嘘つきな騎士と破られた託宣 -龍の託宣6-
      ◇
 目印の白い布をたどりながら、その先へと進んでいく。
 枝にスカートが取られないよう、慎重に薔薇のアーチをくぐった。

 ――ああ、またこの夢だ。

 マルコは男だというのに、この夢の中では自分はなぜか女性のように振る舞っている。これまで見てきた夢見とも、なんだか違う不思議な夢だ。
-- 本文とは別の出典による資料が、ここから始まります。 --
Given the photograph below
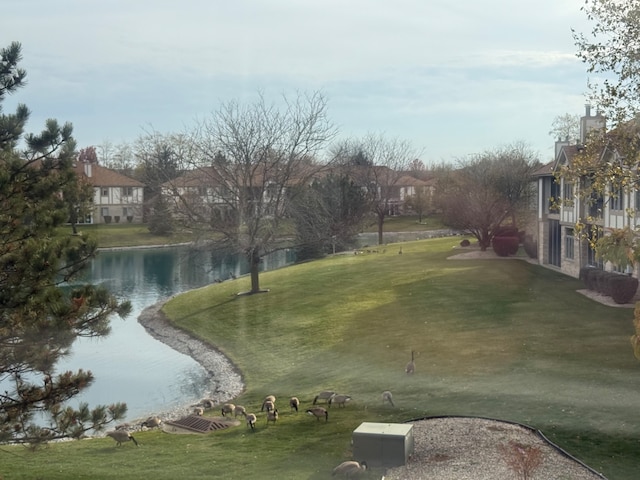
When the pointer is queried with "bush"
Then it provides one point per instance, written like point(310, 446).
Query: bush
point(587, 277)
point(623, 288)
point(602, 282)
point(505, 246)
point(506, 231)
point(530, 246)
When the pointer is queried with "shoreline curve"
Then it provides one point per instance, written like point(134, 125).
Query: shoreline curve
point(225, 379)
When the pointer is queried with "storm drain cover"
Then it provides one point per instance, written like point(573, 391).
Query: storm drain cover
point(198, 424)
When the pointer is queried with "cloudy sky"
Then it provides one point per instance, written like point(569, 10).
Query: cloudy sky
point(453, 77)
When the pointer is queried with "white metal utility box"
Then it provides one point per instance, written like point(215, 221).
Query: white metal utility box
point(383, 444)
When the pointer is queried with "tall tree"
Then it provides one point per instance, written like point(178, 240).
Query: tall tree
point(328, 215)
point(39, 317)
point(251, 158)
point(486, 189)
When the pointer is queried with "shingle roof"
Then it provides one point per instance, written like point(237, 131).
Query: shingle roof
point(105, 177)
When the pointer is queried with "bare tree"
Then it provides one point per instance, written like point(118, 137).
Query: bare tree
point(566, 127)
point(377, 163)
point(250, 158)
point(486, 190)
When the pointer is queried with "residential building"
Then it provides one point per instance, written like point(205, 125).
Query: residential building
point(560, 207)
point(116, 199)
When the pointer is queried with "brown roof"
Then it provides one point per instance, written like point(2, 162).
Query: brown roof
point(105, 177)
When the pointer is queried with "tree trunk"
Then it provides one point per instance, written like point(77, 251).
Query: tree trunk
point(254, 261)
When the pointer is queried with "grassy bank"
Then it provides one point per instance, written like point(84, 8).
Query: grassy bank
point(500, 338)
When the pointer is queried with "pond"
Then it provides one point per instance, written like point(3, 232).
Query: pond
point(131, 366)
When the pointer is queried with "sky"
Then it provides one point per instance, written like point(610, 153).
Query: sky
point(453, 78)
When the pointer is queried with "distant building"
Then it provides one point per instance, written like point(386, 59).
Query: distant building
point(116, 198)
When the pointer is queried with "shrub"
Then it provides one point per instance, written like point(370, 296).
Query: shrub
point(505, 246)
point(506, 231)
point(530, 246)
point(602, 282)
point(622, 288)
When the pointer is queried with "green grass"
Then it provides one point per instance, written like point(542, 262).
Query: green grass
point(126, 235)
point(407, 223)
point(503, 339)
 日ごとに内容は変わっていって、今日はマルコの知らない場所へと行くようだ。
 陽射しからして、夏の季節だろうか。
 今日もあの方に会える。胸がときめいて、期待とよろこびを押さえることができない。感情をシンクロさせながら、マルコの意識もその先へと進んでいった。

「ウルリヒ様……!」

 開けた庭の木漏れ日の中に、その人物はいた。

 引き締まった細身の体躯、目に鮮やかな艶めく赤毛、宝玉のごとくの金の瞳。

 顔に刻まれたしわがあってなお、美しさに目を奪われる。陽射しを受ける立ち姿は、神話の中から舞い降りた美神のごとくに思えた。

「待っていたよ、わたしの小鹿」

 優雅な物腰で、こちらへと手を差し伸べてくる。
 頷いてその手を取った。触れる熱と言いようのない高揚感が、マルコの胸をも高鳴らせた。

「今日は砂糖菓子だよ」

 丸い菓子を差し出され、口の中へとそっと押し込まれる。やさしい甘味が広がるのと同時に、指先の触れた唇がわずかに震えた。

「また手伝ってくれるかい?」
「ウルリヒ様の仰せのままに」

 庭のガゼボに歩み寄ると、自らの衣服に手をかける。恥じらいつつも、ためらうことなく薄手のドレスを肩から落とした。
 風を素肌に感じながら、ガゼボのベンチでポーズをとった。いつものように瞳を伏せて、できるだけ動かないようにして。

 ――ああ、ウルリヒ様がわたくしを見てる

 一糸まとわぬこの体を見つめては、画板に絵筆を滑らせていく。視線が外れる隙間を縫って、盗み見るように神々しい姿を目に焼きつけた。

 強めの風が吹き、小さく身震いが起きる。いけない、じっとしていなくては。ウルリヒ様がもっと描きやすいように。